Now that we have a syntax tree for the ESQL/C statement,
we can take the individual pieces and reassemble them into
the equivalent Embedded SQL statements. In this example, the
only portions of the example that have to be modified are
the name of the database what we are connecting to, and the
equivalent statement for the type of lock-block identified
in the ESQL/C statement. The resulting statement looks like
this:
EXEC SQL CONNECT TO 'migrate_to' IN SHARE MODE;
The above is a very simple example and really only demonstrates
how DataDrone3 converts code that is specific to ESQL/C. The
module for converting SQL queries between databases is shared
by each of the language specific modules. Its responsibility
is to convert any code that is tagged as an SQL query from
one database to the other. This has been built into a separate
module because the code that converts SQL queries is language
independent.
An example of an SQL query that would require migration is:
SELECT
cust_id,
DECODE(SUBSTR(cust_type, 0, 1), 'A', 'a type', 'B', 'b type',
'C', 'c type', 'default')
FROM customers;
The important part of this statement is the DECODE. DB2 does
not have a DECODE, but Informix does. The DB2 equivalent is
the CASE statement. Functionally, the parser is going to break
down the query into a syntax tree in like manner as with the
ESQL/C statement above. The 'SELECT' will be placed on a branch
that will be tagged identifying this as a select query. The
database name 'customers' will be stored on a branch tagged
as the table name. The two fields will get their own branches,
identified by both the fact that they are fields to be returned
by the select query and the order that they are presented
in. The DECODE field will have additional branches for each
of the parameters passed to it. SUBSTR is different though.
As a statement that does not need to be translated, it will
not have separate for its parameters.
Once the entire query has been parsed into a syntax tree
the module can go to work putting it back together as a functional
DB2 query. The only changes to this example is converting
the DECODE into a CASE, and that conversion is performed once
we have the syntax tree.

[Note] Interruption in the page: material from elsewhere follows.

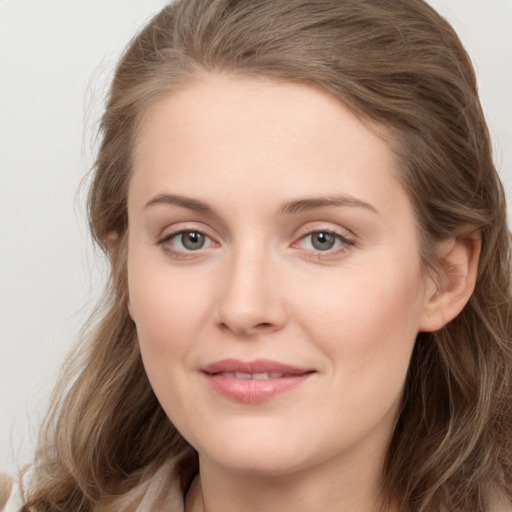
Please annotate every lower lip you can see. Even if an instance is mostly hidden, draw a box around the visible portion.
[204,373,312,404]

Simply, each of the parameters passed
to the DECODE are placed in their appropriate locations in
the CASE.
SELECT
cust_id,
CASE SUBSTR(cust_type, 0, 1)
WHEN 'A' THEN 'a type'
WHEN 'B' THEN 'b type'
WHEN 'C' THEN 'c type'
ELSE 'default'
END
FROM customers;
In conclusion, the source code migration basically happens
in three steps. First, we parse identified source code looking
for applicable portions of the code to migrate. Then, we generate
a syntax tree for the applicable code. If that code contains
an SQL query, or is an SQL query, then the SQL query is parsed
into an SQL syntax tree. Finally, we take the syntax trees,
convert any of the statements in them to their migrated equivalents,
and then put them back together again.
|